They’re just the most public players in the state’s reopenings of educational institutions, a fraught statewide foray into in-person education, live arena events, and the kinds of young adult interactions that have made coronavirus hot spots of campuses and college towns across the country.

Texas Christian University and Southern Methodist University were supposed to play Friday but canceled when some TCU players and staff tested positive for COVID-19. SMU played last Saturday against Texas State University, but the TCU-SMU game would have been the first involving a Big 12 school. This weekend, two Texas schools in that conference will take the field: the University of Texas at Austin and Texas Tech University. A third was supposed to play, but Baylor University postponed its weekend game after several Louisiana Tech players tested positive. Texas State will play again, this time against UT-San Antonio.

Returning to school is a test for the students, the schools and the state. Returning to football, with its wider audience and high visibility, raises the stakes.

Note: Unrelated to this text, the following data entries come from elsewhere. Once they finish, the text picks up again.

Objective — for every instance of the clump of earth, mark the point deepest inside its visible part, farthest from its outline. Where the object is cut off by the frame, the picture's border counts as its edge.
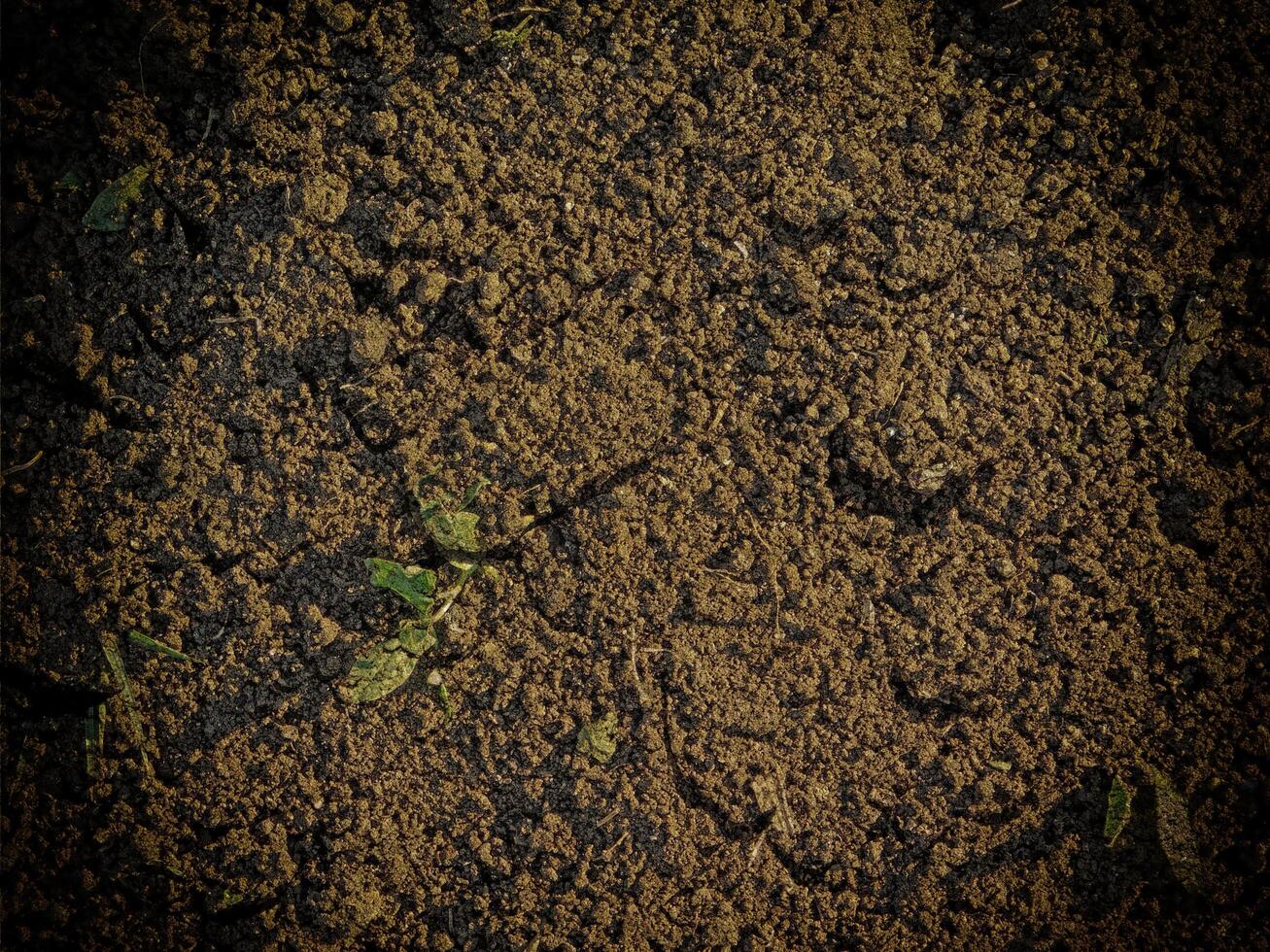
(884, 385)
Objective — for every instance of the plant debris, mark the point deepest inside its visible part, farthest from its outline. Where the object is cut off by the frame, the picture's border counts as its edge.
(597, 739)
(110, 210)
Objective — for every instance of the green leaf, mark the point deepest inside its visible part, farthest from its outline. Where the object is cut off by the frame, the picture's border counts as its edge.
(412, 583)
(1176, 838)
(110, 210)
(1119, 799)
(113, 658)
(380, 671)
(455, 530)
(596, 739)
(417, 637)
(157, 646)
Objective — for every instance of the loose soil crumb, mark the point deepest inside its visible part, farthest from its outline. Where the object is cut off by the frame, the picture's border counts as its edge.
(886, 380)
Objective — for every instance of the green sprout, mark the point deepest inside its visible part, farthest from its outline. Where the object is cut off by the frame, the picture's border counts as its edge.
(110, 210)
(597, 739)
(451, 525)
(512, 38)
(1119, 799)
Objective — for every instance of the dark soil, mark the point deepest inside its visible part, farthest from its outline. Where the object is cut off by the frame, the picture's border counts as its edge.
(888, 385)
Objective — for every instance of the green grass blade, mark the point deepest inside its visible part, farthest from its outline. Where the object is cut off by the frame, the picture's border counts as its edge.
(111, 646)
(110, 210)
(1119, 799)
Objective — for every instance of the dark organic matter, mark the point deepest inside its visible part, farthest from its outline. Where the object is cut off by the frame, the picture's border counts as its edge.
(873, 396)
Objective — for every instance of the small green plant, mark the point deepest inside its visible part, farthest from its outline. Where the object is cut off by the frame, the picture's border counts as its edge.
(1176, 836)
(513, 37)
(599, 740)
(451, 525)
(110, 210)
(1119, 799)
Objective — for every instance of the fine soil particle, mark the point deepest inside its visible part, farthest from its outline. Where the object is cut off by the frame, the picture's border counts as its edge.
(886, 382)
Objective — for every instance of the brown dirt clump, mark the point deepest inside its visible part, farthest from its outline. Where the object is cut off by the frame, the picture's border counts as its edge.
(888, 384)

Not everybody has followed the stories about COVID-19 cases at colleges in Texas and elsewhere. Search the internet for “COVID” and the name of your favorite school, and you’ll get a quick peek. For a lot of places, things are going well; either the students know what they’re doing, the schools know what they’re doing, or both.

Lots of places aren’t so lucky. The New York Times surveyed 203 counties where students make up at least 10% of the population — college towns, basically. Half of those had their worst pandemic weeks after Aug. 1.

Many schools have COVID-19 dashboards to keep everybody up to date. Here’s one at UT-Austin, where cases have jumped in the last couple of weeks. Another, at Texas A&M University, tells a similar story — that cases rise when school starts and the population swells.

Increases in coronavirus cases were expected. The question — and it’s still unanswered at this point — is whether it’s wise, on balance, to reopen in the way Texas colleges have reopened.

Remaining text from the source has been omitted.